为什么「数据可用性」对区块链扩容来说至关重要？

Ethereum wants to implement 64 data shards in its “near-term” data sharing roadmap.

The problem, however, is that users of a partition can only extract swap data and dump it into the partition. This means that a fragment's validators cannot guarantee that all data rejected by the sequencer exists. They can only guarantee that data dumped on partitions is available, but cannot guarantee that data from other partitions is missing.

There may be situations where the validator of one shard does not know what is happening in another shard, so it is not possible to determine if the sequencer is working correctly, and this can also be illustrated with the data that 'it contains. If you are the user of one partition, you can sample data using the credentials of information available from all other partitions. This way you equalize the validators of each shard, so available data is guaranteed and Ethereum secures your shard data.
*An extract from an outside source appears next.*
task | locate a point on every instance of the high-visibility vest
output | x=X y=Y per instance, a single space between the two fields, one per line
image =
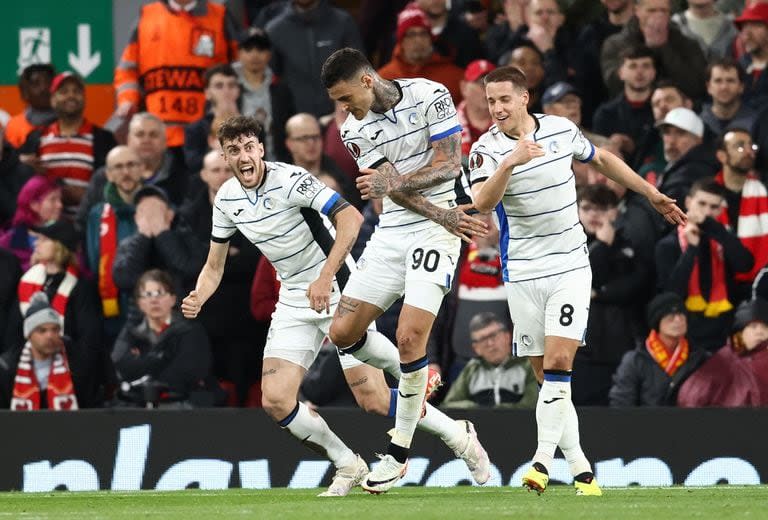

Other chains, tories and polygon use can also want to expand data out of places. Unlike other protection, celestia and polygon soil is both in the block and industry and information available. In other words, to ensure the relanner of Celestia and polygon is useful, needed materials to provide appropriate properly and order necessary information. However, this information is not required to do all the achievements (eg, completion, or count), so you do not have to use all of reliability. Instead, the light of the ability to complete the documents that have a practical processing is to be responsible for completion of all of the data structure. In other words, they're available for nodes enough that can prove the file, you can easily use the phone number of information. Continue the block and improve the hardware of proofs that must be made to increase the information.

为什么「数据可用性」对区块链扩容来说至关重要？

Let's conclude now. Data issues are perhaps at the heart of the blockchain trilemma that affects all of our scaling efforts. Fortunately, we can solve the problem of possessing data by using critical technology as evidence. This provides access to data sources to measure size, reduce the cost of data aggregations dumping a large amount of industry data to manage market flows for the entire world. Proven data also ensures reliability without having to rely on deployment processes. We hope this article has helped you understand why data is so important to open all information resources.